A 20-something woman discovers that that an all-trans, all-female commune is too good to be true in this debut novel.
Trans and bisexual in New York, stymied in her desire to be a journalist “like all the other Hot Freelance Girls,” and unsuccessfully saving money for bottom surgery, the unnamed protagonist of Byron’s novel has plenty to deal with before you take into account that she faces sleep paralysis demons almost every night. She might be able to write off these nightly visitors as the unfortunate consequences of a religious upbringing in Indiana that included three brutal years of conversion therapy and a personal interest in demonology—if only they weren’t starting to show up when she’s still awake.

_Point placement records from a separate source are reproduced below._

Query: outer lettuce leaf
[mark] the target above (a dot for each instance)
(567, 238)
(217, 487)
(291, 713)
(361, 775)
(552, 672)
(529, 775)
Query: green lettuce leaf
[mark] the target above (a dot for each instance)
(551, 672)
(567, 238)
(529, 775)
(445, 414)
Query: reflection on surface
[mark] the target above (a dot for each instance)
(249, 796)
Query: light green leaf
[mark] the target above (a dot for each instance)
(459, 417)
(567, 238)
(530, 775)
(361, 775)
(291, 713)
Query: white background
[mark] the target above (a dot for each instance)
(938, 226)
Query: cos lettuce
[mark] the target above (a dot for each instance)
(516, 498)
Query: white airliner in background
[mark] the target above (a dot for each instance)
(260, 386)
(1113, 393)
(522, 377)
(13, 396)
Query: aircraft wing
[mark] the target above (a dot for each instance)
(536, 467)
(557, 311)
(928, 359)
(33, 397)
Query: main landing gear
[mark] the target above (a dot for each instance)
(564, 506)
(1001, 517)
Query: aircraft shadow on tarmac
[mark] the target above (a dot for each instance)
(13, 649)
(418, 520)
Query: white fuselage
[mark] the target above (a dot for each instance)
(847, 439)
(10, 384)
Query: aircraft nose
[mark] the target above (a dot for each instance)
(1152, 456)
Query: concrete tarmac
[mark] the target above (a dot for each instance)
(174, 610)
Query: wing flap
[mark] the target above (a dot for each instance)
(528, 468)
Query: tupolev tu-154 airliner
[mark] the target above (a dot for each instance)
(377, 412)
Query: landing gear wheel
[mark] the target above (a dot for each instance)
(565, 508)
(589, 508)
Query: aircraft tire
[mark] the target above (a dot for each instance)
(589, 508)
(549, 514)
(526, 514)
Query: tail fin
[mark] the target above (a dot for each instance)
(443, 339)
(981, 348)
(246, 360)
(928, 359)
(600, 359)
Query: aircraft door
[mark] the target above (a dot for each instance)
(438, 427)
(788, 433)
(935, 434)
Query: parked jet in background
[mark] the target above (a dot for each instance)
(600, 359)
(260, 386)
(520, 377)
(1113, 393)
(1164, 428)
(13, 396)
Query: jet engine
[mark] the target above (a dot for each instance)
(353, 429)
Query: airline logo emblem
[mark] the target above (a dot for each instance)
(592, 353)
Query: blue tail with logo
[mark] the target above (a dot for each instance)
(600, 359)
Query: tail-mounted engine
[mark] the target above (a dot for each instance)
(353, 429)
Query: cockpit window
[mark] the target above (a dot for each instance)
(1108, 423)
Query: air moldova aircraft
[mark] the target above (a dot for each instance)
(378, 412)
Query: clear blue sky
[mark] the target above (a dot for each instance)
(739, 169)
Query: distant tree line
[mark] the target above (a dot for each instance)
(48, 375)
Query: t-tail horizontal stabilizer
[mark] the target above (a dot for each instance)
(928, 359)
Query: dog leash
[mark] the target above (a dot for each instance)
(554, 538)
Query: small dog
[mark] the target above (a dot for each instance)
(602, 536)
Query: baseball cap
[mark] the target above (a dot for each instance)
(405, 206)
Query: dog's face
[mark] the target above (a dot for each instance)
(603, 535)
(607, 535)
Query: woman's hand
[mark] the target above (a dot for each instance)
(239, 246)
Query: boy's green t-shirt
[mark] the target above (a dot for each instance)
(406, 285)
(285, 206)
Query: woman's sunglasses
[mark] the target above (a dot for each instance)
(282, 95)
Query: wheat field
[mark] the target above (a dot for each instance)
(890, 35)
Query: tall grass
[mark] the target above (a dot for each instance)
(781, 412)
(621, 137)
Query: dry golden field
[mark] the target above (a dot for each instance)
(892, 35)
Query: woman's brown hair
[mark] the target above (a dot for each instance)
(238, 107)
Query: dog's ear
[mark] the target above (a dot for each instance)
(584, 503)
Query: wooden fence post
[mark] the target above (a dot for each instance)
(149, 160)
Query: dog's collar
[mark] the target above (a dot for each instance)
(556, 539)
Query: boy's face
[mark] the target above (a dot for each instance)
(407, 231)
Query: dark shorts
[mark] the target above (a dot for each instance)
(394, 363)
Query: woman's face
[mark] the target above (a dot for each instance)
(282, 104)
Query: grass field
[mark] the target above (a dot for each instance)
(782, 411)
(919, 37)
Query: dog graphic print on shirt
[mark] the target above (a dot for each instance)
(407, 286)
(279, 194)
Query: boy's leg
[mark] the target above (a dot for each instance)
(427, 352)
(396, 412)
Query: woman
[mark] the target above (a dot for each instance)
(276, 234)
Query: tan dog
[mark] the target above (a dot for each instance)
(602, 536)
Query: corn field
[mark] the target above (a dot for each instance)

Into this mix comes an umpteenth invitation from Ash, her ex-girlfriend and fellow Indiana native, to join a self-sufficient rural community named for 19th-century intersex memoirist Herculine Barbin that Ash insists is “not a cult.” Disillusioned by the city’s hyper-competitive social scene and hoping a new setting might help chase the nightmares away, the narrator journeys back to the Midwest. But once there, she begins to discover that some utopias come with high price tags. Byron has rich veins to mine—religious shame, the commodification of trauma, the lengths people will go in the name of bodily autonomy, and the limits of solidarity—but she misses opportunities to fully delve into these ideas and all their complications. The supporting characters are thinly drawn, the pacing is uneven, and the narrator’s disaffection and reluctance to take concrete action in the face of escalating violence may emotionally distance some readers from even the novel’s most disquieting sequences.
Creepy and crawly but not quite hair-raising, the book struggles to find its footing as either literary fiction or horror.